X_val, y_val = X.iloc[:val_end], y.iloc[:val_end]

# The rest (80%) is for train-test split
X_remaining = X.iloc[val_end:]
y_remaining = y.iloc[val_end:]

# Split the remaining 80% into 70% train and 30% test (adjust as needed)
X_train, X_test, y_train, y_test = train_test_split(X_remaining, y_remaining, test_size=0.25, random_state=42)

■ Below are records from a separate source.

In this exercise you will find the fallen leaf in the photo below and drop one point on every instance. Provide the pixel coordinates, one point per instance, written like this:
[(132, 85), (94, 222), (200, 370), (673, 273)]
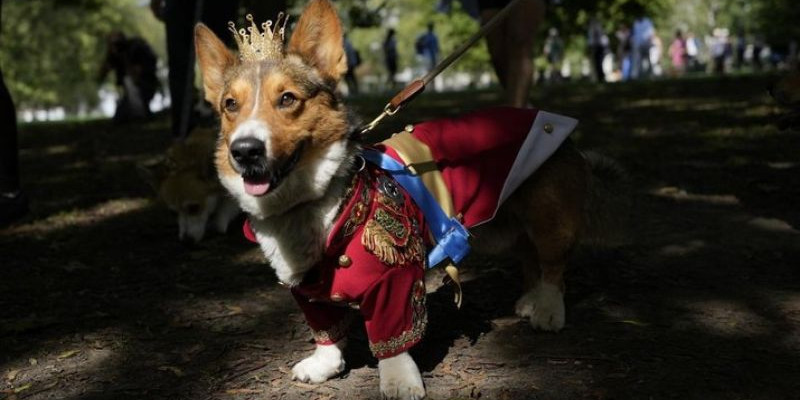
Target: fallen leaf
[(243, 391), (11, 375), (175, 370), (67, 354), (22, 388)]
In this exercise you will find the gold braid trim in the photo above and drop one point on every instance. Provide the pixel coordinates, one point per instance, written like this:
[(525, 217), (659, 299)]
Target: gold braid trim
[(420, 322), (335, 332)]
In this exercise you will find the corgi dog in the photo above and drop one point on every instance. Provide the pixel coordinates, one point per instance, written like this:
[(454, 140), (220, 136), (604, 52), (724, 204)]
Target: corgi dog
[(340, 232), (185, 180)]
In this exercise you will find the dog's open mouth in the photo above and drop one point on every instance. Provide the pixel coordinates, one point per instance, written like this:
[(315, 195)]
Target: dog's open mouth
[(258, 180)]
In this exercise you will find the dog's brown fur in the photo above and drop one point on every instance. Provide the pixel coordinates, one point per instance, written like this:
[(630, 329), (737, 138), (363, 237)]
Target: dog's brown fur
[(540, 223)]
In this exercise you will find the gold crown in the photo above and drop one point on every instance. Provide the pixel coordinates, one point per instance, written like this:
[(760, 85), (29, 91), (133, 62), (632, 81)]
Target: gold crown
[(256, 45)]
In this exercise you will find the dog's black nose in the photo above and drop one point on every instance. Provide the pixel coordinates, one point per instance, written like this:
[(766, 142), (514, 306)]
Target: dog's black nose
[(248, 151)]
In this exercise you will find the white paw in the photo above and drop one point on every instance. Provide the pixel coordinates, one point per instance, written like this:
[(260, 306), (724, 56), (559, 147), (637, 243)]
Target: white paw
[(400, 378), (326, 362), (544, 306)]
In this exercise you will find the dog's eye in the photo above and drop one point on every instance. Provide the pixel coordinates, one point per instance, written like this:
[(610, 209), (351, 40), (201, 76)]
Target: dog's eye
[(287, 99), (230, 104)]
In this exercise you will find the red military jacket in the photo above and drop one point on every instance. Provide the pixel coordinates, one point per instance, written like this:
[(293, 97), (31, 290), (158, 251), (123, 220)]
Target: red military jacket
[(375, 255)]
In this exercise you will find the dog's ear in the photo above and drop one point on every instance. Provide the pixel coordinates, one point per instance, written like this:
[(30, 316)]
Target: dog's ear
[(214, 59), (317, 38)]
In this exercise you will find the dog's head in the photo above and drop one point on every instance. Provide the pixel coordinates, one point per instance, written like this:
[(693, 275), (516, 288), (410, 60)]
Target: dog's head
[(786, 92), (283, 126), (184, 180)]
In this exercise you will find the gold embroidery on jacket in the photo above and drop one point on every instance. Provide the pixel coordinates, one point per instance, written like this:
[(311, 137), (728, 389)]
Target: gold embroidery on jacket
[(335, 332), (413, 335)]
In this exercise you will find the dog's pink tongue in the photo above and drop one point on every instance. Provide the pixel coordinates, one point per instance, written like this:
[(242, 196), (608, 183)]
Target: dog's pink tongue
[(256, 188)]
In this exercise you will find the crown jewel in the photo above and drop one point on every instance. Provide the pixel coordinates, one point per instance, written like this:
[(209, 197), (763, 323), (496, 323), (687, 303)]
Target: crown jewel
[(260, 45)]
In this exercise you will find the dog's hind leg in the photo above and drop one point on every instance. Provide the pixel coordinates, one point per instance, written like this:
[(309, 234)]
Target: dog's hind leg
[(543, 300), (550, 205)]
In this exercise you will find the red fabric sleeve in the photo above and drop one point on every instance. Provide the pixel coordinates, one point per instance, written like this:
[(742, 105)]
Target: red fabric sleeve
[(329, 322), (394, 311)]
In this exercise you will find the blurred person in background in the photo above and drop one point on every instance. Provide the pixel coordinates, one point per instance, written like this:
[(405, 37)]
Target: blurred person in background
[(390, 56), (641, 41), (554, 52), (180, 16), (677, 54), (511, 46), (134, 64), (597, 42)]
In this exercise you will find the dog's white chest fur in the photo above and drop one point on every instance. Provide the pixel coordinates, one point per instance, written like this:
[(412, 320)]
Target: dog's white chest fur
[(294, 242)]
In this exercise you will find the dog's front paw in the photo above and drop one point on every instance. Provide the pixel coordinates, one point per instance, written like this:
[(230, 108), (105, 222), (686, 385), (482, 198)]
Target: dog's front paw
[(543, 306), (326, 362), (400, 378)]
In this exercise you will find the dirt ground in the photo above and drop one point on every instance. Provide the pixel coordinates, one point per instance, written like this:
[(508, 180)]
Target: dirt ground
[(98, 300)]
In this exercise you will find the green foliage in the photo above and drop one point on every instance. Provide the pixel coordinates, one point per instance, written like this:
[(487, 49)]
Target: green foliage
[(778, 20), (52, 49)]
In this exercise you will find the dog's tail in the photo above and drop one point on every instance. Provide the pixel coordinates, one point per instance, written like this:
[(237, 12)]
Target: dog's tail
[(607, 211)]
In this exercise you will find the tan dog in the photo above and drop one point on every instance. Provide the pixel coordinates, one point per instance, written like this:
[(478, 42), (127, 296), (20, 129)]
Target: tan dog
[(285, 154), (185, 181)]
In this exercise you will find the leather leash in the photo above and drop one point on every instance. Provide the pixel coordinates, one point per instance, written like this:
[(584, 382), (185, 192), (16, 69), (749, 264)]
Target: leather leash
[(418, 86)]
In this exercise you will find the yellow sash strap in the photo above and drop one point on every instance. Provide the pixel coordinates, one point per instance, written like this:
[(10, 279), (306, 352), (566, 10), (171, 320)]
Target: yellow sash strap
[(419, 160)]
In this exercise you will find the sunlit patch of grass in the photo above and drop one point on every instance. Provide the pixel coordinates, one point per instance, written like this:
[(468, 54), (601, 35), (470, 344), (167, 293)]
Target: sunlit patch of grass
[(678, 194), (80, 217), (727, 318)]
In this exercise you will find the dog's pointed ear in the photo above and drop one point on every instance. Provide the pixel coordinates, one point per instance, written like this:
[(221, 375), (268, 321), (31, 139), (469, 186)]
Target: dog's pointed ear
[(214, 59), (317, 38)]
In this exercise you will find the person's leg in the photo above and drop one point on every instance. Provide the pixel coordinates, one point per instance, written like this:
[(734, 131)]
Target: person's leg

# Model with fixed hyperparameters
model = CatBoostRegressor(
    iterations=200,
    learning_rate=0.1,
    depth=4,
    l2_leaf_reg=3,
    border_count=32,
    verbose=0,
    random_state=42
)

# Train the model
model.fit(X_train, y_train)

# Predictions
y_pred_train = model.predict(X_train)
y_pred_val = model.predict(X_val)
y_pred_test = model.predict(X_test)

# Metrics function
def print_metrics(name, y_true, y_pred):
    r2 = model.score(X_train if name == "Train" else X_val if name == "Validation" else X_test, y_true)
    rmse = np.sqrt(mean_squared_error(y_true, y_pred))
    mae = mean_absolute_error(y_true, y_pred)
    print(f"\n{name} Metrics:")
    print(f"  R²:   {r2:.4f}")
    print(f"  RMSE: {rmse:.4f}")
    print(f"  MAE:  {mae:.4f}")

# Print metrics
print_metrics("Train", y_train, y_pred_train)
print_metrics("Validation", y_val, y_pred_val)
print_metrics("Test", y_test, y_pred_test)


Train Metrics:
  R²:   0.7420
  RMSE: 181.9555
  MAE:  19.3913

Validation Metrics:
  R²:   0.5155
  RMSE: 559.6122
  MAE:  67.4432

Test Metrics:
  R²:   0.1896
  RMSE: 379.4062
  MAE:  39.1564


> The model demonstrates a reasonable fit on the training set with an R² of 0.7420, indicating that it can explain approximately 74.2% of the variance in the target variable, accompanied by a relatively low RMSE and MAE. However, performance significantly drops on the validation and test sets, with R² scores of 0.5155 and 0.1896, respectively. This decline suggests that the model may be overfitting the training data and struggling to generalize to unseen samples, particularly under time-based validation, where temporal distribution shifts can challenge model robustness. The large increase in RMSE and MAE on the validation and test sets further supports this, highlighting the need for improved generalization, possibly through regularization or re-examination of temporal patterns in the dataset.

> The current project requires further development to enhance its overall quality. It is suggested that time series analyses be implemented to refine the methodology. Please provide guidance on how to rectify any errors present in the work.